Request work unit feature


Advanced search

Message boards : Server backend and mirrors : Request work unit feature

Author Message
Profile mStuff
Send message
Joined: 29 Oct 09
Posts: 26
Credit: 67,721
RAC: 0
Message 13992 - Posted: 24 Jul 2015, 19:50:25 UTC

Sometimes when rendering anything one or more work units can be stuck in a seemingly endless loop and never really get finished -
A 'request work unit' feature would be nice for those that would want a work unit done quickly if it feels stuck.

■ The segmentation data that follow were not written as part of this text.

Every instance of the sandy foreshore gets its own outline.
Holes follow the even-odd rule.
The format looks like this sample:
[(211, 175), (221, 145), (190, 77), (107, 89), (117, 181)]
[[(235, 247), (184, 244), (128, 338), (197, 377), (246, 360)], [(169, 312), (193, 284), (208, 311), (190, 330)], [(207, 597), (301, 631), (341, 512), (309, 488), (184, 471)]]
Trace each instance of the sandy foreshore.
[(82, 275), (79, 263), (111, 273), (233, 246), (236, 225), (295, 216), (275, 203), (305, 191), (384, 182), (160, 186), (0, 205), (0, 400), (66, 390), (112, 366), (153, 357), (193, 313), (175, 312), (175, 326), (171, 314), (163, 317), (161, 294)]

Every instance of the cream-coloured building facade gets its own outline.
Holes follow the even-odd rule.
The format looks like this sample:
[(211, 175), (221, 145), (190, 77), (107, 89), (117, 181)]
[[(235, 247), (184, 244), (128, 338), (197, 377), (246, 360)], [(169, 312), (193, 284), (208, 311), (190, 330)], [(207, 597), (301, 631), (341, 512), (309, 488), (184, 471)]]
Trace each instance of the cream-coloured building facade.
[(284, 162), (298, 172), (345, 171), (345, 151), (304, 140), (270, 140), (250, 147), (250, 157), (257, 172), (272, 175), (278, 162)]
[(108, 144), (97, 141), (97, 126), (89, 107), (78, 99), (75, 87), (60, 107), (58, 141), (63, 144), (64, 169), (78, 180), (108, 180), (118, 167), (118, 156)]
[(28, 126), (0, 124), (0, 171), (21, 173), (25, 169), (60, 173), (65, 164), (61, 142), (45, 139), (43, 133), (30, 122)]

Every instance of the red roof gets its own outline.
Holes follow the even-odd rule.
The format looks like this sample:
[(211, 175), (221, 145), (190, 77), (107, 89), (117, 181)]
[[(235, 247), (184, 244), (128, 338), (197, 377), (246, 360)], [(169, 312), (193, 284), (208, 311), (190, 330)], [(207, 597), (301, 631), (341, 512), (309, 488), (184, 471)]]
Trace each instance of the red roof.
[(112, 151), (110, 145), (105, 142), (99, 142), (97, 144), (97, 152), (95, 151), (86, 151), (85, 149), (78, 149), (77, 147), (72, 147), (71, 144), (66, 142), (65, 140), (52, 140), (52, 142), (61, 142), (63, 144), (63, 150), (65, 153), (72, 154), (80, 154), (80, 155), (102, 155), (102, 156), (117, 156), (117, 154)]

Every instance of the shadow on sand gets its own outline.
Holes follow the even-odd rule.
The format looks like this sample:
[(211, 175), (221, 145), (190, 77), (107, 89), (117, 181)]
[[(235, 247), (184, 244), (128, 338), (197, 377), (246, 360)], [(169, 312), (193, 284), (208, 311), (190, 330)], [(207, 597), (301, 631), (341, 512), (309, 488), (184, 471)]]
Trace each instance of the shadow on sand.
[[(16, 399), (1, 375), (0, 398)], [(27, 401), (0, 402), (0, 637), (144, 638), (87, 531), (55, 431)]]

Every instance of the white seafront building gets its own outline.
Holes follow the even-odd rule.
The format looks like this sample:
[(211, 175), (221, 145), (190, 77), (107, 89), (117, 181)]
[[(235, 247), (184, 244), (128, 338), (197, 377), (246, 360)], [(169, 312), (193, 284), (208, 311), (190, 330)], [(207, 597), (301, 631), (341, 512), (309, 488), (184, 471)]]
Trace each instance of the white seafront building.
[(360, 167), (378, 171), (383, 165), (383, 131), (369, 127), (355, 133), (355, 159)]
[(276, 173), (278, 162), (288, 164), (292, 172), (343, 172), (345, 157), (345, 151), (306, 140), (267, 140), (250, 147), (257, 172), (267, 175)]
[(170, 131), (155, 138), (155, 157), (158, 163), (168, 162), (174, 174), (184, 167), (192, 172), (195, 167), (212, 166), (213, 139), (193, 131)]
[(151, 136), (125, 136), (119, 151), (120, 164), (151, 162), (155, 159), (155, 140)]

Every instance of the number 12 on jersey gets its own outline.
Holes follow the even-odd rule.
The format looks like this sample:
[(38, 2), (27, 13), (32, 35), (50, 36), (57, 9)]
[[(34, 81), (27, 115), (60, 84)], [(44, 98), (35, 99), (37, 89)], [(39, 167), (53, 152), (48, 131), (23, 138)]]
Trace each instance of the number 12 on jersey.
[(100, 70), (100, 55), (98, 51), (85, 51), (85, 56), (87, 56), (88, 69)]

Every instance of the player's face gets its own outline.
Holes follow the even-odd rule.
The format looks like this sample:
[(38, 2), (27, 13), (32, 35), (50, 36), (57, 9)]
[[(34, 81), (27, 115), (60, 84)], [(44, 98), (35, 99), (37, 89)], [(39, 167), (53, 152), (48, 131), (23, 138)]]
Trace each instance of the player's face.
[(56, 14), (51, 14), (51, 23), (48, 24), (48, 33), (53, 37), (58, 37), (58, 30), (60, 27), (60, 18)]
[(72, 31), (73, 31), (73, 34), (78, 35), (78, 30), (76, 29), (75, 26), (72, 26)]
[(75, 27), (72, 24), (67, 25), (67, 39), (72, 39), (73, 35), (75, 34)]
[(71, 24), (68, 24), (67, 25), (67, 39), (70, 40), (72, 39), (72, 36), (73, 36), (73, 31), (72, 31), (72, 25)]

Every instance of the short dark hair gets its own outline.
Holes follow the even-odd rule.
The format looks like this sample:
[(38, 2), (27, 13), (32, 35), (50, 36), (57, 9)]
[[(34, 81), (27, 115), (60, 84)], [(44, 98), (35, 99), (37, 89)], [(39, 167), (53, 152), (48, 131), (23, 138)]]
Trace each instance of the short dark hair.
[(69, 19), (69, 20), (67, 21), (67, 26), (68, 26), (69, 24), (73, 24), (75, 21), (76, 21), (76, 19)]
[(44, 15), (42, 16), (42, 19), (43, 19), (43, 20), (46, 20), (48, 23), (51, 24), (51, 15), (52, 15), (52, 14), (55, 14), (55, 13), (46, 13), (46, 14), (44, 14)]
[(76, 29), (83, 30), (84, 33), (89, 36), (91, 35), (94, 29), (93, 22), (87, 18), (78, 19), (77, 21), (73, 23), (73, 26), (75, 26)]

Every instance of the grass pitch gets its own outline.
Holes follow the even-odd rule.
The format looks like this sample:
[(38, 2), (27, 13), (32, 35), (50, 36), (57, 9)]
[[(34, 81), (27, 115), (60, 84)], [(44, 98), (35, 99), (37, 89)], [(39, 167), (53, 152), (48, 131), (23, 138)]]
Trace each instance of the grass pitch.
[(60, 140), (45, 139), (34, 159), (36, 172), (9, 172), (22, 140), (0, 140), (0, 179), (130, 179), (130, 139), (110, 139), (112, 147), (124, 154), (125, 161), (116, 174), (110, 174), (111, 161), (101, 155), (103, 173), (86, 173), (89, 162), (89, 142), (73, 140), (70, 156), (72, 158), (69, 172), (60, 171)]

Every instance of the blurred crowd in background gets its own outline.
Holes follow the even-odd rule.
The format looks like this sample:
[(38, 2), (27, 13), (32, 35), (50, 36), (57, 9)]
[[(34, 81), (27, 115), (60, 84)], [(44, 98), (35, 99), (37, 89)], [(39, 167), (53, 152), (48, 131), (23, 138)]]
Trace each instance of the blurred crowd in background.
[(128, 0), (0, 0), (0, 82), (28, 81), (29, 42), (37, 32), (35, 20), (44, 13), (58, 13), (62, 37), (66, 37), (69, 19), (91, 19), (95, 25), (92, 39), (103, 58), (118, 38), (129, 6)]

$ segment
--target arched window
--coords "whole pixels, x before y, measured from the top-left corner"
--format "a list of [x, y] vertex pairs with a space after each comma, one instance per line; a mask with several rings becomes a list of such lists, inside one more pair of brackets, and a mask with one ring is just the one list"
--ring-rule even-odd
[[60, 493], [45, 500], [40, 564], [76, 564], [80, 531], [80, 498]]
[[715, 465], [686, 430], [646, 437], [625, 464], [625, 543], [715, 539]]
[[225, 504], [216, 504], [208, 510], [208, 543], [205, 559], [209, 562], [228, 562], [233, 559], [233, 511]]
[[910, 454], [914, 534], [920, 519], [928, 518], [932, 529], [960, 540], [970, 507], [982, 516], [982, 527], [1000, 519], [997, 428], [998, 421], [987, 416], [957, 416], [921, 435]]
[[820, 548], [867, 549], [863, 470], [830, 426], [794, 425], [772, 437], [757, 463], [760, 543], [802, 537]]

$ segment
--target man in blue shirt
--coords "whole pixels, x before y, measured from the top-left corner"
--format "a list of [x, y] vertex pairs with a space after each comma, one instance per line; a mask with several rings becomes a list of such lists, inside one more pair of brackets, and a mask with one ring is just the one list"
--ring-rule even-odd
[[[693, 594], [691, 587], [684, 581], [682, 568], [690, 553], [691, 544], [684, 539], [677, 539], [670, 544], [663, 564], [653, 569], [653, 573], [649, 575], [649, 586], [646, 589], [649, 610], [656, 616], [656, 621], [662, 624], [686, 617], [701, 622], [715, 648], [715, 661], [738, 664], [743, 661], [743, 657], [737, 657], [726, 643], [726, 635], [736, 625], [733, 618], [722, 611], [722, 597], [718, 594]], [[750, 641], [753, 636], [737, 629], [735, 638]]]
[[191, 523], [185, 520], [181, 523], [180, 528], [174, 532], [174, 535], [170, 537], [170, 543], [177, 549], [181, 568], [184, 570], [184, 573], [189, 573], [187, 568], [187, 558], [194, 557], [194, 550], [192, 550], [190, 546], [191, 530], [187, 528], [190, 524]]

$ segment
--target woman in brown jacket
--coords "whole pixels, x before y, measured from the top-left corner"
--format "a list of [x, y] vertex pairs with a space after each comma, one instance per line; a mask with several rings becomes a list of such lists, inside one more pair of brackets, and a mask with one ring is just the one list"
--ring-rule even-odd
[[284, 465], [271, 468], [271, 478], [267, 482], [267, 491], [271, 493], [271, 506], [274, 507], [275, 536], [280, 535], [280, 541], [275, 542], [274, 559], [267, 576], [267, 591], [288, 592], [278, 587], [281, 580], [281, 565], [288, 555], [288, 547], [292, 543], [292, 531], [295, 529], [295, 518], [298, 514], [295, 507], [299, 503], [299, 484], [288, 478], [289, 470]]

Right now I would like to try and compile a test animation .mp4 of one of my sessions, but it is stuck at a pretty awkward spot http://burp.renderfarming.net/session_workunits.php?id=2804 (as of writing 166 with the next unfinished frame 308)
If I could request getting that work unit for myself, even uncredited (and the remaining other user can finish it anyways with credit awarded), it would be a nice feature to have.

Profile Janus
Volunteer moderator
Project administrator
Avatar
Send message
Joined: 16 Jun 04
Posts: 4479
Credit: 2,094,806
RAC: 0
Message 13993 - Posted: 24 Jul 2015, 19:55:28 UTC

Noted.
Looks like just a random hiccup, though.

Profile mStuff
Send message
Joined: 29 Oct 09
Posts: 26
Credit: 67,721
RAC: 0
Message 13994 - Posted: 25 Jul 2015, 7:37:38 UTC - in response to Message 13993.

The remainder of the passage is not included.